The buzz is the ACC, another conference trying to figure out who and what they are, has talked about a revenue model that does not offer equal shares to all but rewards teams for their on-field performance and how they deliver large audiences that bring real value to their media deals. Clemson has to wonder why they don't get a bigger share after a decade of dominance. Alabama and Georgia have to look at Vanderbilt and wonder the same and there are a number of Big Ten schools that haven't competed for a title for decades and simply do not deliver what Ohio State, Michigan, Penn State and a few others do.
It used to be the theory that the backbone of a conference was all viewed each other as an equal.
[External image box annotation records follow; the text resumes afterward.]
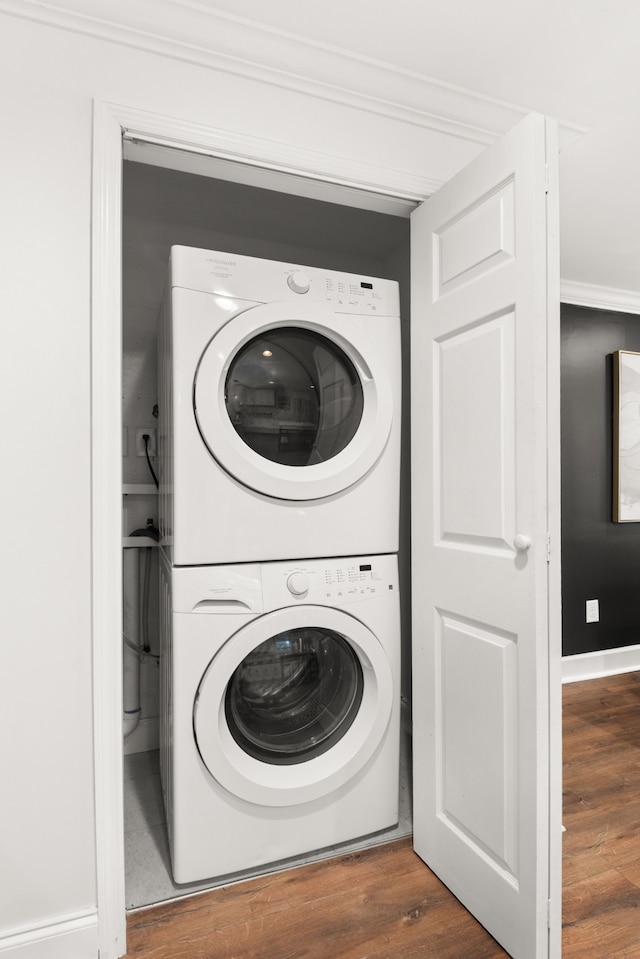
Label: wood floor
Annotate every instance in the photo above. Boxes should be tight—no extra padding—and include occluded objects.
[127,673,640,959]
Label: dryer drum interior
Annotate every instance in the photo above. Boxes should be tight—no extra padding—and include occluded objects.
[225,327,364,466]
[225,627,364,765]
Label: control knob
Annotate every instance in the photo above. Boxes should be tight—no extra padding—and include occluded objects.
[287,573,309,596]
[287,270,311,293]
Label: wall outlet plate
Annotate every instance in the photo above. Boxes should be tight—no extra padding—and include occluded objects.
[136,426,156,456]
[587,599,600,623]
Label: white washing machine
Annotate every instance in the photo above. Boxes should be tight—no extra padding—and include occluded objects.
[158,247,401,566]
[160,555,400,883]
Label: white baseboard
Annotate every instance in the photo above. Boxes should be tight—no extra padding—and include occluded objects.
[562,646,640,683]
[0,912,99,959]
[124,716,160,756]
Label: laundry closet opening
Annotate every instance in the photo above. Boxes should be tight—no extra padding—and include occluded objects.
[122,154,411,909]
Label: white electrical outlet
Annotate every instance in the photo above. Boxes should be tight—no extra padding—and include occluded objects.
[587,599,600,623]
[136,426,156,456]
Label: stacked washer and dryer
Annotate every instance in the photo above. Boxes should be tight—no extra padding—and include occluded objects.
[158,247,401,883]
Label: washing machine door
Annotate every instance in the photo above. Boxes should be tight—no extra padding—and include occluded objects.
[193,606,393,806]
[194,303,393,500]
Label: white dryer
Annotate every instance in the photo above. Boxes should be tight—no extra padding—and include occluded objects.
[158,247,401,566]
[160,555,400,883]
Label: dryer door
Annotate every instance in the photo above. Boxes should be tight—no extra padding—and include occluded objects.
[194,303,393,500]
[193,606,393,806]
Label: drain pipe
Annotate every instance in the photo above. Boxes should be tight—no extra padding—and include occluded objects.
[122,546,140,739]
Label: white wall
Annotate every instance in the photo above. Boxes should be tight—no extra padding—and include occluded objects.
[0,0,481,959]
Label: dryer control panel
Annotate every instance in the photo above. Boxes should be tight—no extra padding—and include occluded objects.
[170,246,400,316]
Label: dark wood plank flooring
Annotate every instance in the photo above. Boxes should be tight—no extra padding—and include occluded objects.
[562,672,640,959]
[127,673,640,959]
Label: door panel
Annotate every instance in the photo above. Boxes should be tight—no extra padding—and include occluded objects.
[411,115,560,959]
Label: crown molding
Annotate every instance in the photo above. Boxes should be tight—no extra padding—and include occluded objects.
[0,0,584,145]
[560,280,640,313]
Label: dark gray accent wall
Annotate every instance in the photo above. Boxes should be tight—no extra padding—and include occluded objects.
[561,304,640,656]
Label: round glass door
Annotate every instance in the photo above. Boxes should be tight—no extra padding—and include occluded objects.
[225,627,363,764]
[225,327,363,467]
[193,303,398,500]
[193,605,394,807]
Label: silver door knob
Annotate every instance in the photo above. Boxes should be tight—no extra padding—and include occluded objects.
[513,533,531,553]
[287,573,309,596]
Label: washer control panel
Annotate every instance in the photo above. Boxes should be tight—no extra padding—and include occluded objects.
[262,555,398,609]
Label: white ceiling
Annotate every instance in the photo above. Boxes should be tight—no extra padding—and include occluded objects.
[199,0,640,295]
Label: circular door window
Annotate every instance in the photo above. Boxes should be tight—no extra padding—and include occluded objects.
[193,605,394,806]
[194,303,393,500]
[225,327,363,467]
[225,627,363,764]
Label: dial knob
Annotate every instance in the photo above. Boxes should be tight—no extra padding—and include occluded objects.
[287,573,309,596]
[287,270,311,293]
[513,533,531,553]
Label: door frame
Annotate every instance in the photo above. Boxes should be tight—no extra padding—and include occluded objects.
[91,100,430,959]
[91,101,559,959]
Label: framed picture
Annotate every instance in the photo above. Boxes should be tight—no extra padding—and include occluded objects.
[613,350,640,523]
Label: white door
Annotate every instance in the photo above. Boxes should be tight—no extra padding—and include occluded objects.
[411,115,561,959]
That sounded good decades ago but times have changed. If tomorrow Jim Phillips- commissioner of the ACC- told Boston College, Syracuse, Duke and Georgia Tech that in order for the conference to stay in existence they might need to take less media money and see a greater share go to Clemson and potentially others because they generate bigger football ratings and have more success on the field. Would they say no? What other option would they have if Clemson, FSU, Miami and North Carolina could leave if they didn't take less? You see the game here?
Crazy idea? In 2020, the Mountain West voted to give Boise State more money in their media deal. That was related to a new TV deal the league struck that would have eliminated the extra money the Broncos were making in a unique deal with ESPN. Heck, the Pac 12 might be thinking of making the same more money offer to Washington and Oregon and my guess is they are not making that offer to Oregon State and Washington State.
There are low level P5 programs in the ACC, Big Ten, SEC that are nervous these days. Not because they may get kicked out of their league( we will save that one for another day) but because they know there are growing whispers about leagues looking at rewarding its most valuable brands. That would mean you might have to take a little less or maybe a lot less and if you have no leverage you have little argument if you want to stick around.
And that's where some mid-to-low level P5s are about to realize their real value. Some might fight to stay at the P5 level. Others may know they have no choice but to accept less to remain in the party. Everyone acts tough when they stand behind the bigger brand and yet when asked to stand alone the view may be very different. Times are indeed changing in college football and so may the image of some schools that have thought differently of themselves...
Final note: In 1985, the ACC and CBS began a new media deal. The two-year package for the then eight-team league totaled $3.4M- not per team...but total.